In 2014, thirty years after he created the "Bleacher Preacher" character, Pritikin was honored by the Baseball Reliquary, a not-for-profit educational organization dedicated to baseball history. That group gave Pritikin its Hilda Award, which recognizes distinguished service by fans. It's named after Hilda Chester, the longtime Brooklyn Dodgers fan who was a staple at Ebbets Field.
"I'm so proud of that honor," he said.
He used to be a daily presence at Wrigley Field, as long as the Cubs were in town. But he's cut back on his appearances at Wrigley. It's not because of his age Pritikin is still very active. But the Cubs now have an average ticket price of $186, the fourth most expensive ticket in Major League Baseball, behind only the L.A. Dodgers, New York Yankees and Boston Red Sox.
Those prices are far too steep for Pritikin, a retiree who lives on his Social Security income. It's also too steep for a number of other Cubs regulars like Ronnie "Woo Woo." In fact, the colorful fans who were regulars and impromptu mascots at stadiums across the country have been similarly priced out of attending games.
"You don't see the colorful fans at baseball games anymore, and it's a big loss to the game," Castle said. "It's unfortunate, but it you charge that kind of money, these colorful fans just can't afford to show up."
Pritikin also isn't a big fan of the extensive renovations done to Wrigley Field over the past 20 years or so, especially those additions made by the Ricketts family after purchasing the team from the Tribune Company in 2009, including the video boards inside the park and the elaborate village outside.
"I'm having a hard time adapting to the Ricketts ballpark. It's just not what it used to be," Pritikin said. "Like, it used to be you were able to see the pitchers warm up, but now that's not something we're privileged enough to see.

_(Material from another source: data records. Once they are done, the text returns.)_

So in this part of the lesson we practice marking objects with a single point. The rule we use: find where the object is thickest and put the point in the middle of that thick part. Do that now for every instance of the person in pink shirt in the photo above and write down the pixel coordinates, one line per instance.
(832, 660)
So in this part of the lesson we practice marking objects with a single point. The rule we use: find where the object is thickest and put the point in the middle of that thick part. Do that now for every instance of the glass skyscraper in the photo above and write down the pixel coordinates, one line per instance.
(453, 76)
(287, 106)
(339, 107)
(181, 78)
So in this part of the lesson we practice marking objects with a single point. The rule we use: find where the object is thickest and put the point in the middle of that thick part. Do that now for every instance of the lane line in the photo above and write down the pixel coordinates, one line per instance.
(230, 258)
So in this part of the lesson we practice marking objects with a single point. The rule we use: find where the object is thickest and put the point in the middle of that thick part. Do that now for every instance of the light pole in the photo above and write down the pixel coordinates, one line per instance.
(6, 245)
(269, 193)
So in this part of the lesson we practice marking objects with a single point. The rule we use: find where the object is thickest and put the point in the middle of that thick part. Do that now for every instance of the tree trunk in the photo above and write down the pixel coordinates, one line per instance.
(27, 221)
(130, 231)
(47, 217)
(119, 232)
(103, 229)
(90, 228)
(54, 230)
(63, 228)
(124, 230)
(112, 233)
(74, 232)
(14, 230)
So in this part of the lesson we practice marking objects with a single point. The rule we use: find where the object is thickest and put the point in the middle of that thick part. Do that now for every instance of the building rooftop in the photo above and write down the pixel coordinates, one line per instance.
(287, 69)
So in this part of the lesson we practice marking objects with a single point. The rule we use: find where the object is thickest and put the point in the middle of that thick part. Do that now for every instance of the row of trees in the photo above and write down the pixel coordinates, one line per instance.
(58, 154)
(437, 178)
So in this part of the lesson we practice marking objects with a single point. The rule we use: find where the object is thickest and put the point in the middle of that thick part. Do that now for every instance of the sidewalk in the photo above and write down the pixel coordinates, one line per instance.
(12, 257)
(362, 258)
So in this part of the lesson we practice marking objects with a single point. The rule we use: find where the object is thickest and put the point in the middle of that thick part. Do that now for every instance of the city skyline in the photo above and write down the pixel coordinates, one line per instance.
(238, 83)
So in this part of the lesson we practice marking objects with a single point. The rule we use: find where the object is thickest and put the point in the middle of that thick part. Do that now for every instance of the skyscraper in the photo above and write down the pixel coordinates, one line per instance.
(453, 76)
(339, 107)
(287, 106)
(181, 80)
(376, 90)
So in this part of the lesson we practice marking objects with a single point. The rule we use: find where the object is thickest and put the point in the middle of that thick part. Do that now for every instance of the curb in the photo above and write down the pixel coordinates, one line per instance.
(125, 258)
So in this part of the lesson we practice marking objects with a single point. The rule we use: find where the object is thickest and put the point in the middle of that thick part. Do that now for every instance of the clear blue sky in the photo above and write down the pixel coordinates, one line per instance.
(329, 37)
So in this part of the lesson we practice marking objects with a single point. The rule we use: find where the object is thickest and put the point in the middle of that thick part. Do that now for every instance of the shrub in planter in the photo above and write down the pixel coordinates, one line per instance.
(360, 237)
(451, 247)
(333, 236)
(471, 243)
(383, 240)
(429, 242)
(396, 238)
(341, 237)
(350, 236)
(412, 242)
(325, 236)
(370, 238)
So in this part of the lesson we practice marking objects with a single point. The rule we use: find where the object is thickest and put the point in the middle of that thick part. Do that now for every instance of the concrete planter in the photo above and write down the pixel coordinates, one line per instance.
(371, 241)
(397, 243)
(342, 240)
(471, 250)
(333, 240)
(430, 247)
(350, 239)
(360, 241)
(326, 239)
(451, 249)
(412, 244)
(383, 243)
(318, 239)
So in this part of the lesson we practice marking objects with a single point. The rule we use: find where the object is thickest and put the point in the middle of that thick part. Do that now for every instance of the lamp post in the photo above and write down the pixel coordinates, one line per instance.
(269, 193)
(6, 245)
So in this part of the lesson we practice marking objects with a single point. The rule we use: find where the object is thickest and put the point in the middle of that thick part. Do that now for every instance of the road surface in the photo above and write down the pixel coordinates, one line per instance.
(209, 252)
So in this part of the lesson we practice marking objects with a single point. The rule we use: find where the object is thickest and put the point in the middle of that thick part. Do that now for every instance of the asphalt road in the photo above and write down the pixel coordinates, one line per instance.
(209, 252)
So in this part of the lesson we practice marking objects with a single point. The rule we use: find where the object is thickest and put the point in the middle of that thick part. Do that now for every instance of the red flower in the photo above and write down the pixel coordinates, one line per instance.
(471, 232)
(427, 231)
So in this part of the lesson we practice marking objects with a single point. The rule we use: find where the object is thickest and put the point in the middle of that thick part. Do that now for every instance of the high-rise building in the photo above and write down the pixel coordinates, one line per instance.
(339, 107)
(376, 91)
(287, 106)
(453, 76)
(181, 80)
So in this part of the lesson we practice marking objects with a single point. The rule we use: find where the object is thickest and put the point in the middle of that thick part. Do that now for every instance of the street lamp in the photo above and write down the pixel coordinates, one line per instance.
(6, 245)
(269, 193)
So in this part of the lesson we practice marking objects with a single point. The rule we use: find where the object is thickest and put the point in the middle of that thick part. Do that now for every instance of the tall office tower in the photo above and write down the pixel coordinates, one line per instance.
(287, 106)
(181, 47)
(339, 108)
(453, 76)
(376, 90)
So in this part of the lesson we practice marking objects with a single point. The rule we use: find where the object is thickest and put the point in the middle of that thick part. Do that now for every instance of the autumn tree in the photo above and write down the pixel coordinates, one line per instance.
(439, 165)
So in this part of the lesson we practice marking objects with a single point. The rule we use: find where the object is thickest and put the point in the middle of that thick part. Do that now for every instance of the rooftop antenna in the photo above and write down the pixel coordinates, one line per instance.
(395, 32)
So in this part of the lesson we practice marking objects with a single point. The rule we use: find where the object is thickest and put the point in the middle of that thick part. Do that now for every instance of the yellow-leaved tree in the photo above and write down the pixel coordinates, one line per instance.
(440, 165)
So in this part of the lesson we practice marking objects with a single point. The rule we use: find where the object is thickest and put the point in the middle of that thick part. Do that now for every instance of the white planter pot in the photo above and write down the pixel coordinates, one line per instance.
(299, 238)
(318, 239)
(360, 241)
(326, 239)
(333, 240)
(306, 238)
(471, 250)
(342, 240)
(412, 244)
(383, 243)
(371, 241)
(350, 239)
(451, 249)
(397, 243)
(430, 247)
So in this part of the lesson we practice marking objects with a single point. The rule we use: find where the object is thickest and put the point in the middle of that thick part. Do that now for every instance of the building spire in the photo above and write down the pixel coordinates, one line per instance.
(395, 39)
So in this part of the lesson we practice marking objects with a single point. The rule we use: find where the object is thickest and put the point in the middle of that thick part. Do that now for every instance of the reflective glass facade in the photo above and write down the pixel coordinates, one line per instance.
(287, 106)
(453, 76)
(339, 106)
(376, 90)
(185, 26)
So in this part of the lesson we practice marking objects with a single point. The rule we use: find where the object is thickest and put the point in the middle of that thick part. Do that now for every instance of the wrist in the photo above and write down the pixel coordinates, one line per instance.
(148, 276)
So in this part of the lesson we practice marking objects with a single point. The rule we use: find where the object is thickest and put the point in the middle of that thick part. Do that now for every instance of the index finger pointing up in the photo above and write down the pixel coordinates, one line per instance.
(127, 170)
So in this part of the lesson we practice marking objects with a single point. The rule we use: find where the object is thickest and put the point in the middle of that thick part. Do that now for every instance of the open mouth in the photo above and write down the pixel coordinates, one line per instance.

It's really depressing."
Still, Pritikin made it to a number of games at Wrigley this past season, usually getting tickets from his longtime admirers.
Castle said the Cubs should honor Pritikin for his work as "The Bleacher Preacher."
"The team should recognize Jerry as he gets into his late 80s, while he's still with us, simply because of his seniority," Castle said. "If a man's fandom goes back to (1930s Cubs players) Gabby Harnett and Phil Cavaretta and Bill Nicholson, that's pretty impressive."